A man travels 600km partly by train and partly by car.If he covers 120km by train and rest by car ; it takes him 8 hours.But if he travels 200km by train and and by car ; he takes 20 minutes longer.Find the speed of the train and that of the car.
speed of train ---- t km/h
speed of car ----- c km/h
120/t + 480/c = 8
15/t + 60/c = 1
times tc
tc = 15c + 60t
200/t + 400/c = 25/3
times tc
(25/3)tc = 200c + 400t
tc = (3/25)(200c + 400t) = 24c + 48t
24c + 48 = 15c + 60t
9c = 12t
c = 4t/3
sub into 15/t + 60/c = 1
15/t + 60/(4t/3) = 1
15/t + 45/t = 1
t = 60 , then
c = 4(60)/3 = 80
the car's speed is 80 km/h, the train's is 60 km/h
check my arithmetic
Thanks :)
To solve this problem, let's assume the speed of the train is "x" km/h and the speed of the car is "y" km/h.
In the first scenario, the man covers 120 km by train and the remaining distance (600 - 120 = 480 km) by car. The total time taken is 8 hours.
Using the formula: Time = Distance / Speed
Time taken by the train = 120 km / x km/h
Time taken by the car = 480 km / y km/h
Given that the total time taken is 8 hours, we can form the equation:
120/x + 480/y = 8 ... (Equation 1)
In the second scenario, the man covers 200 km by train and the remaining distance (600 - 200 = 400 km) by car. The total time taken is 8 hours and 20 minutes, which can be converted to 8.3333 hours.

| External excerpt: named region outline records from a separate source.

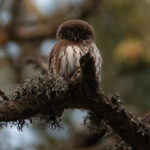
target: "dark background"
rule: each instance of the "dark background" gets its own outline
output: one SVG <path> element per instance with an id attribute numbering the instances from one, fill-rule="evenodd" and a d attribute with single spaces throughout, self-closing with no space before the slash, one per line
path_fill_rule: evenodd
<path id="1" fill-rule="evenodd" d="M 24 64 L 26 58 L 47 61 L 57 27 L 71 18 L 85 20 L 95 29 L 103 57 L 101 86 L 119 93 L 135 115 L 146 113 L 150 108 L 150 0 L 0 0 L 0 88 L 10 94 L 16 84 L 41 74 L 34 65 Z M 85 115 L 85 111 L 66 111 L 60 132 L 38 121 L 23 132 L 15 127 L 1 129 L 0 149 L 80 147 L 78 139 L 83 131 L 86 134 Z"/>

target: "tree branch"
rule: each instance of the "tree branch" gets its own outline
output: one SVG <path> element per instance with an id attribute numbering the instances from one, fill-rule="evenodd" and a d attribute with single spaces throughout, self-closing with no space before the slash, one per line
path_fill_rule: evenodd
<path id="1" fill-rule="evenodd" d="M 80 63 L 82 76 L 73 82 L 56 75 L 42 75 L 16 88 L 11 100 L 0 104 L 1 125 L 11 122 L 21 129 L 25 119 L 32 122 L 38 115 L 51 127 L 60 127 L 64 109 L 86 109 L 106 121 L 133 149 L 150 149 L 150 128 L 128 112 L 119 97 L 109 96 L 98 87 L 94 60 L 89 54 Z"/>

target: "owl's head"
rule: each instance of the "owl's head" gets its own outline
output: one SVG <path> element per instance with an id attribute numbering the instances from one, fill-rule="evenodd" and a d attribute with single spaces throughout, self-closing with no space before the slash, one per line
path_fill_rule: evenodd
<path id="1" fill-rule="evenodd" d="M 85 21 L 71 19 L 62 23 L 57 30 L 57 39 L 67 39 L 73 42 L 94 39 L 93 28 Z"/>

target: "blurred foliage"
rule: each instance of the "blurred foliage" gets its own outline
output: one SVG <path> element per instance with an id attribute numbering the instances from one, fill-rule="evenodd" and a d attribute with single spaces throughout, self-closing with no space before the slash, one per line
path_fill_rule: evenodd
<path id="1" fill-rule="evenodd" d="M 18 3 L 20 0 L 13 1 Z M 13 13 L 10 0 L 5 0 L 5 3 L 1 0 L 0 3 L 2 2 L 3 5 L 0 4 L 1 88 L 9 91 L 25 78 L 39 75 L 40 71 L 32 66 L 23 66 L 22 60 L 28 56 L 45 55 L 42 53 L 45 50 L 41 50 L 43 41 L 47 39 L 54 41 L 56 29 L 64 20 L 79 18 L 88 21 L 95 29 L 96 44 L 103 56 L 102 87 L 111 93 L 119 93 L 128 109 L 137 115 L 149 110 L 150 0 L 82 0 L 82 2 L 56 0 L 41 10 L 35 5 L 38 1 L 23 0 L 20 1 L 17 13 Z M 46 0 L 43 3 L 46 3 Z M 18 17 L 15 18 L 13 14 L 17 14 Z M 10 21 L 6 21 L 8 18 Z M 12 36 L 13 33 L 15 36 Z M 18 57 L 14 57 L 14 53 L 17 52 L 9 53 L 7 50 L 6 45 L 9 41 L 15 41 L 20 47 L 21 53 Z M 44 48 L 50 51 L 48 45 Z M 47 56 L 45 60 L 47 61 Z M 73 130 L 71 117 L 71 112 L 68 112 L 64 122 Z M 22 149 L 36 147 L 37 150 L 47 150 L 49 147 L 54 149 L 56 145 L 61 149 L 62 145 L 58 144 L 57 138 L 50 136 L 45 127 L 41 130 L 37 125 L 34 130 L 39 133 L 43 141 L 47 141 L 47 144 L 33 143 L 28 148 L 22 147 Z M 65 149 L 72 149 L 71 140 L 63 141 L 68 144 Z"/>

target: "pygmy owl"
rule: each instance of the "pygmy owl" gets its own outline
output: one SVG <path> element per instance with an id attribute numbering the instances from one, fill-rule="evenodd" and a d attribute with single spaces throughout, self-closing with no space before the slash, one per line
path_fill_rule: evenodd
<path id="1" fill-rule="evenodd" d="M 49 55 L 49 73 L 56 73 L 69 80 L 80 68 L 80 58 L 86 53 L 94 57 L 96 77 L 100 81 L 102 57 L 94 42 L 93 28 L 78 19 L 62 23 L 57 30 L 57 43 Z"/>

Using the same formula, we have:
Time taken by the train = 200 km / x km/h
Time taken by the car = 400 km / y km/h
Given that the total time taken is 8 hours and 20 minutes, we can form the equation:
200/x + 400/y = 8.3333 ... (Equation 2)
Now, we have a system of equations (Equation 1 and Equation 2) that we need to solve simultaneously to find the values of x (train speed) and y (car speed).
We can use algebraic methods such as substitution or elimination to solve this system of equations. Once we find the values of x and y, those will be the speeds of the train and car, respectively.